Will Donahue ‘24
Copy Editor and Opinions Writer
There was a time where simply hearing the words “Harry Potter” was enough to fill me with excitement. J.K. Rowling’s novels were my first introduction to literature and they maintained an iron grip on my personality for years. The craziest part of it all was that I was not alone; hundreds of millions of kids and adults alike were just as enamored with those novels as I was. “Harry Potter” was a cultural juggernaut before long, complete with record-smashing film adaptations and a chain of theme parks to boot. So naturally, the “Fantastic Beasts” series of prequel films seemed like a foolproof money-making machine.
But evidently, this has not been the case. As of writing this article, “Fantastic Beasts: the Secrets of Dumbledore” is sitting at around $80 million in domestic box office earnings. For reference, “Fantastic Beasts: The Crimes of Grindelwald” (2018) and “Fantastic Beasts and Where to Find Them” (2016) ended their domestic runs at roughly $160 million and $234 million respectively. Additionally, “Harry Potter and the Deathly Hallows: Part 2” (2011) made over $380 million in domestic earnings, with nearly $170 million coming from opening weekend alone. While “Secrets” has not yet ended its theatrical run, a domestic box office total of less than $100 million would be an unprecedented low for the “Harry Potter” franchise — and it grows more likely every day.
10 years ago, these numbers would have elicited a different reaction from me. I may have even been upset that the general movie-going public allowed my sacred “Harry Potter” franchise to fail. But today, I find myself agreeing with what now seems to be popular opinion: I have no interest in seeing the new “Fantastic Beasts” movie. This series could have been another light-hearted escapist fantasy like “Harry Potter,” but instead we got a series of Dumbledore-centric prequels with barely any connection to the titular Fantastic Beasts. There was once potential for something great, but ultimately “Fantastic Beasts” bailed on its original promise of a fresh take on a familiar franchise. So I bailed on “Fantastic Beasts.”
As time passes, my decision to jump ship seems even more justified. “Fantastic Beasts” has been plagued by a number of controversies, from the recasting of Johnny Depp to Ezra Miller’s series of arrests in Hawaii. But perhaps most notably, J.K. Rowling herself has been involved in a series of transphobia-related scandals. Rowling’s transphobic rhetoric is an ongoing controversy, arguably beginning with her “#IStandWithMaya” tweet in December of 2019. Since that initial tweet, Rowling has doubled down on her anti-trans stance. And despite her bigoted viewpoints, Rowling has remained at the helm of all things “Harry Potter” related.
It is heartbreaking to witness someone with as much wealth and influence as J.K. Rowling spread such harmful rhetoric. And to make matters worse, her wealth and influence is directly correlated to the success of the “Harry Potter” franchise. As someone who has supported “Harry Potter” for practically my entire life, Rowling’s actions were certainly a tough pill to swallow. But in light of recent events, I have no desire to support the franchise any longer. Even if Rowling could not profit from any of it, the “Fantastic Beasts” series has been a resounding disappointment. Pair Rowling’s transphobia with the underwhelming content of recent years, and the decision becomes clear: “Harry Potter” is no longer worth my money.

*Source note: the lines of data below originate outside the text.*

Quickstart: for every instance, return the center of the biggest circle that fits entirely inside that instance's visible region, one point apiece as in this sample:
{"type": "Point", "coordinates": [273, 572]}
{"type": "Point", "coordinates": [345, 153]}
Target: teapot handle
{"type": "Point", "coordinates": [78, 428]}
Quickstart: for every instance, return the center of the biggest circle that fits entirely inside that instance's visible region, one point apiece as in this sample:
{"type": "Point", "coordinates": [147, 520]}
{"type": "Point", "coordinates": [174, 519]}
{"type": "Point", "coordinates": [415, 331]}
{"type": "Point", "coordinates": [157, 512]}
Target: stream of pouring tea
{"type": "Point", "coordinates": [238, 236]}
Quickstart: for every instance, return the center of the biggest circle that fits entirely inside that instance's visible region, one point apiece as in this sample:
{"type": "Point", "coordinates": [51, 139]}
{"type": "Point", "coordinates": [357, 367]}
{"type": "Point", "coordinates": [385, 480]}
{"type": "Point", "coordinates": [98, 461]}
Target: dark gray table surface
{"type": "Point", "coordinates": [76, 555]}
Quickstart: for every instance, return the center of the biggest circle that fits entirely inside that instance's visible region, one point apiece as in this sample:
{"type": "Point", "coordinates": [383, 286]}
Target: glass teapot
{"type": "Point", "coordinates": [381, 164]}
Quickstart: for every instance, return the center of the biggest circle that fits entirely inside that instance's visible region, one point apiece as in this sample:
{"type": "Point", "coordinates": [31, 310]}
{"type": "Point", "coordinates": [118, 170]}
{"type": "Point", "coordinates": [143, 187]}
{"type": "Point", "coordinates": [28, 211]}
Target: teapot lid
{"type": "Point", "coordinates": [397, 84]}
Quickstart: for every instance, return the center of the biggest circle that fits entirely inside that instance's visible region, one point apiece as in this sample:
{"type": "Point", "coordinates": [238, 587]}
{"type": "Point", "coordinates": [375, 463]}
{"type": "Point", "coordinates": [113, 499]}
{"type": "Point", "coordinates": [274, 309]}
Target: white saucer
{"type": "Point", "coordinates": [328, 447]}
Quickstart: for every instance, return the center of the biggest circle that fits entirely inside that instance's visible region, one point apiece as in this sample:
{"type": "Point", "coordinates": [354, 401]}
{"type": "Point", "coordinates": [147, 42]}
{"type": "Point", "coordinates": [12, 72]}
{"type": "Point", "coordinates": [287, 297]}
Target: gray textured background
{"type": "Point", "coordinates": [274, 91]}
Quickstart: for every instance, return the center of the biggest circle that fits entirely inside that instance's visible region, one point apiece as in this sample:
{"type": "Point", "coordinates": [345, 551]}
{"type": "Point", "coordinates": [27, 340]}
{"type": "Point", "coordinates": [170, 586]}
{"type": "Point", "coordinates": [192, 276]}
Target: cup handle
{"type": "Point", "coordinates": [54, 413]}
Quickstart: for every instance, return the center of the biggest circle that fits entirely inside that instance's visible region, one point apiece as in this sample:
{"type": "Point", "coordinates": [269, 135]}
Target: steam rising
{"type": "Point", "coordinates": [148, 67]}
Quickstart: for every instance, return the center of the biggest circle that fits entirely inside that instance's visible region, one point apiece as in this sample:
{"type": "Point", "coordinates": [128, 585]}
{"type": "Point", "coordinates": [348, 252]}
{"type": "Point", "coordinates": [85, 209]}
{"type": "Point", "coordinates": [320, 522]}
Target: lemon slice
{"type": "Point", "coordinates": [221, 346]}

That said, I will never downplay the impact “Harry Potter” has had on me. I will never forget attending the midnight release of the final novel, or watching the movies on opening weekend, or visiting the theme park at Universal Studios. It’s safe to say I would be a completely different person without “Harry Potter” in my life. But I think the poor performance of “Fantastic Beasts” should be a sign to all “Harry Potter” fans, a sign that it’s time to re-evaluate the role this franchise has played in our lives.